Senate Panel Tackles Repeated Serious OSHA Violations

Tune in at 10 a.m. Eastern time tomorrow via Webcast if you want to hear what the senator heading the U.S. Senate's Employment and Workplace Safety subcommittee believes should be done to combat repeated serious OSHA violations by some employers. Sen. Patty Murray, D-Wash., has four witnesses scheduled to testify: two union representatives, former OSHA Administrator Gerard Scannell, and a consultant from Behavioral Science Technology Inc.

The union witnesses are Eric Frumin, occupational safety and health program director for UNITE HERE in New York City; and Doris Morrow, listed as a memer of UFCW Local 227 in Robards, Ky. Frumin testified Jan. 14 at a U.S. House Education and Labor subcommittee's field hearing in Linden, N.J., about persistent safety violations in the laundry industry. The hearing followed the deaths of two men in a tank at a Linden laundry company. Morrow works at Tyson Foods' Robards animal feed plant, where two workers in July 1999 suffocated from methane gas after they fell into an open pit of decomposing chicken parts. Tyson, the world's largest processor of chicken, with headquarters in Springdale, Ark., reached a "global" $149,515 settlement with the Kentucky Department of Labor in July 2005 after facing more than $500,000 in proposed civil penalties.

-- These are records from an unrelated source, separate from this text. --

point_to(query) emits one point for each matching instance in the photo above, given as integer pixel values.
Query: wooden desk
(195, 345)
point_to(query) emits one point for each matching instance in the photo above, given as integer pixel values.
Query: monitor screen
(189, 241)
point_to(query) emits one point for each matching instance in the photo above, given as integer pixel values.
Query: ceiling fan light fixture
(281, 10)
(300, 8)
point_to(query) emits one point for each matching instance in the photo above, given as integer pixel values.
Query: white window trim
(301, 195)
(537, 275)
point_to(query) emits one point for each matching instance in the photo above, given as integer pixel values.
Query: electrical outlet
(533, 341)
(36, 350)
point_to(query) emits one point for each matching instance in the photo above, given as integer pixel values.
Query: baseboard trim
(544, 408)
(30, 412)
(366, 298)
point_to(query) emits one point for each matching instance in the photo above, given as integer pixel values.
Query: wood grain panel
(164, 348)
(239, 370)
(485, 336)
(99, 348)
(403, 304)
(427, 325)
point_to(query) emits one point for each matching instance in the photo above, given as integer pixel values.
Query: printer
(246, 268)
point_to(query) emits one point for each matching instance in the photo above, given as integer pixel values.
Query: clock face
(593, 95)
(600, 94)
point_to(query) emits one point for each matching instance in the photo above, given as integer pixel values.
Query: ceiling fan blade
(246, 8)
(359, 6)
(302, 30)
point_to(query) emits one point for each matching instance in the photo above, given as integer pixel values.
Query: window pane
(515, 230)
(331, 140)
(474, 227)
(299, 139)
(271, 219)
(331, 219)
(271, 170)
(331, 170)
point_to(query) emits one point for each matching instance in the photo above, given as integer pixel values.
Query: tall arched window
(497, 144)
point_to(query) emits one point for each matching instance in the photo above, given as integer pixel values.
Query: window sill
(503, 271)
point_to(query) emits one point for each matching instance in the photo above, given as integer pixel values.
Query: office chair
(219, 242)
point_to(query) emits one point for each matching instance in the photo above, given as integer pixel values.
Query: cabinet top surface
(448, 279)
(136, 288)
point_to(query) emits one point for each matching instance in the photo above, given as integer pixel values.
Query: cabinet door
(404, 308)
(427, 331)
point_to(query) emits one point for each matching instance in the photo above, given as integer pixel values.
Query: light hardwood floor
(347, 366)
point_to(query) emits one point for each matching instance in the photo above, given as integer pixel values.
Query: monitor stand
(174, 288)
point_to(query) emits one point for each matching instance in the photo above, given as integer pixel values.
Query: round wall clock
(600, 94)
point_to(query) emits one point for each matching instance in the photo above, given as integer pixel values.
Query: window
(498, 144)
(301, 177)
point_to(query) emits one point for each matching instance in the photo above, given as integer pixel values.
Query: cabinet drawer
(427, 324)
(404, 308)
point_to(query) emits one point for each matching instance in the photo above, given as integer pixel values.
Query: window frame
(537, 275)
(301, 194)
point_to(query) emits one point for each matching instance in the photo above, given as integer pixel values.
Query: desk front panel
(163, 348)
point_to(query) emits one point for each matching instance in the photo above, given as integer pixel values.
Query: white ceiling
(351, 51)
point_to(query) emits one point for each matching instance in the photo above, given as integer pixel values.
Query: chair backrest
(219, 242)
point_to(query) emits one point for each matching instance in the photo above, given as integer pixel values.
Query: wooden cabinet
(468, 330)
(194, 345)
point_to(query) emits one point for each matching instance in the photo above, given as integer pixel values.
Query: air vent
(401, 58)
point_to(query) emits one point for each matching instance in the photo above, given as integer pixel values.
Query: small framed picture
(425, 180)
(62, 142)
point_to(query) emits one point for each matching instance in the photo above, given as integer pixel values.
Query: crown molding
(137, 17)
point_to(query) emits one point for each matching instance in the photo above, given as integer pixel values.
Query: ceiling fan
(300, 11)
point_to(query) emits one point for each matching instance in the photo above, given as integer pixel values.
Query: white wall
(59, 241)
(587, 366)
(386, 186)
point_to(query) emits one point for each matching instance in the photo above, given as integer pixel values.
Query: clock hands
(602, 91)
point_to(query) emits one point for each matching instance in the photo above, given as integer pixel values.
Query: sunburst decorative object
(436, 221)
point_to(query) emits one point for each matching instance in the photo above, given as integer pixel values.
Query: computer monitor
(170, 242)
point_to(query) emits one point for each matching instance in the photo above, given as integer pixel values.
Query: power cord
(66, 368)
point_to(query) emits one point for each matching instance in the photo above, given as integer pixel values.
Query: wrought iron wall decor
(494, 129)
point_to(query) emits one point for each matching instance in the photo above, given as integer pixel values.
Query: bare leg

Scannell was OSHA's director from October 1989 to January 1992. OSHA's online page of milestones in its history cites only one during his tenure, publication of the bloodborne pathogens standard in December 1991 -- but it overlooks a case while he was at OSHA that might be mentioned tomorrow: DOL cited USX Corp. on Nov. 2, 1989, for about 1,600 alleged violations at a Fairless Hills, Pa. steel mill and a Clairton, Pa., coke works, and fined it a then-record $7.3 million. OSHA and then-Labor Secretary Elizabeth Dole alleged there had been a pattern of indifference to safety at those plants for years that had resulted in 17 deaths since 1972.


Visit http://help.senate.gov/ to listen to a webcast of the hearing. Murray chairs the subcommittee; other members of the panel include Democratic Sens. Hillary Clinton and Barack Obama and Republican Sen. Johnny Isakson of Georgia.